LMDeploy provides functions for quantization and inference of large language models using 8-bit integers.
Before starting inference, ensure that lmdeploy and openai/triton are correctly installed. Execute the following commands to install these:
pip install lmdeploy
pip install triton>=2.1.0
For performing 8-bit weight model inference, you can directly download the pre-quantized 8-bit weight models from LMDeploy's model zoo. For instance, the 8-bit Internlm-chat-7B model is available for direct download from the model zoo:
git-lfs install
git clone https://huggingface.co/lmdeploy/internlm-chat-7b-w8 (coming soon)

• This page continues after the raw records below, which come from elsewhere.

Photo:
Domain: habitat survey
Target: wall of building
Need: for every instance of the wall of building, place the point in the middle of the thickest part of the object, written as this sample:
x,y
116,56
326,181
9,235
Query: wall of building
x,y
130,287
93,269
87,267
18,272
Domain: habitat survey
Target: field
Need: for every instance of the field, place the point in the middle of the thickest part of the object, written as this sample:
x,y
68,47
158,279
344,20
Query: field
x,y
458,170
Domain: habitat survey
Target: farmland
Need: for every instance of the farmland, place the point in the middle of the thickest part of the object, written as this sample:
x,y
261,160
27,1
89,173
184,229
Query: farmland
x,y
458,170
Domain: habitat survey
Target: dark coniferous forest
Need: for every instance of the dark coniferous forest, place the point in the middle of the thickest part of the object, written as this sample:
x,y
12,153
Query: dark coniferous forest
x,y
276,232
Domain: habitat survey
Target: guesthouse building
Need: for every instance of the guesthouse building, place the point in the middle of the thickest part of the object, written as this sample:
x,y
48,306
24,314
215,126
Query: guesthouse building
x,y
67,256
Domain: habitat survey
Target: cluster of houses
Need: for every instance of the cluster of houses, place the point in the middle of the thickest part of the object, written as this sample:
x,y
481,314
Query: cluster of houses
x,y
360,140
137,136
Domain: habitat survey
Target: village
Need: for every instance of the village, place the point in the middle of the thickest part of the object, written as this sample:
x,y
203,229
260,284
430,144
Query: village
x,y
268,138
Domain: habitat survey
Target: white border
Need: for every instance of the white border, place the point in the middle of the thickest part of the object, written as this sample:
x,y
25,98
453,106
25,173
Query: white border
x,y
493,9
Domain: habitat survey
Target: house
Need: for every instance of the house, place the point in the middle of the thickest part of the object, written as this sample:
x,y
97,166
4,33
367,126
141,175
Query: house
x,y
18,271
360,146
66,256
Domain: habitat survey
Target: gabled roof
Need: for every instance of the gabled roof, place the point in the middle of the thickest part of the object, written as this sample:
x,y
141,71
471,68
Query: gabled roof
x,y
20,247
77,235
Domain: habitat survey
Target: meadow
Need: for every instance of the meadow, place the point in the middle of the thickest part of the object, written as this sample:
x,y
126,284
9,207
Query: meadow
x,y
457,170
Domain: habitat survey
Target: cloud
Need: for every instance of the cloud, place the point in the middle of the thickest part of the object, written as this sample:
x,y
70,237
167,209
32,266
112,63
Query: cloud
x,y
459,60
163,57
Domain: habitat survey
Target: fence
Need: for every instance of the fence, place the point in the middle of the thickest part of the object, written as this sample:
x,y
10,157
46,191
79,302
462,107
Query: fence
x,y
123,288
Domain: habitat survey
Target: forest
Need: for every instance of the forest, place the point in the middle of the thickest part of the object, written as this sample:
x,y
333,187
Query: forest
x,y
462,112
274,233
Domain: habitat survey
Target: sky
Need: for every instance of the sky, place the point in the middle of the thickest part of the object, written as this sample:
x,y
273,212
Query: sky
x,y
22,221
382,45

Alternatively, you can manually convert original 16-bit weights into 8-bit by referring to the content under the "8bit Weight Quantization" section. Save them in the internlm-chat-7b-w8 directory, using the command below:
lmdeploy lite smooth_quant internlm/internlm-chat-7b --work-dir ./internlm-chat-7b-w8
Afterwards, use the following command to interact with the model via the terminal:
lmdeploy chat torch ./internlm-chat-7b-w8
Coming soon...
Coming soon...
Performing 4bit weight quantization involves three steps:
- Smooth Weights: Start by smoothing the weights of the Language Model (LLM). This process makes the weights more amenable to quantizing.
- Replace Modules: Locate DecoderLayers and replace the modules RSMNorm and nn.Linear with QRSMNorm and QLinear modules respectively. These 'Q' modules are available in the lmdeploy/pytorch/models/q_modules.py file.
- Save the Quantized Model: Once you've made the necessary replacements, save the new quantized model.
The script lmdeploy/lite/apis/smooth_quant.py
accomplishes all three tasks detailed above. For example, you can obtain the model weights of the quantized Internlm-chat-7B model by running the following command:
lmdeploy lite smooth_quant internlm/internlm-chat-7b --work-dir ./internlm-chat-7b-w8
After saving, you can instantiate your quantized model by calling the from_pretrained interface.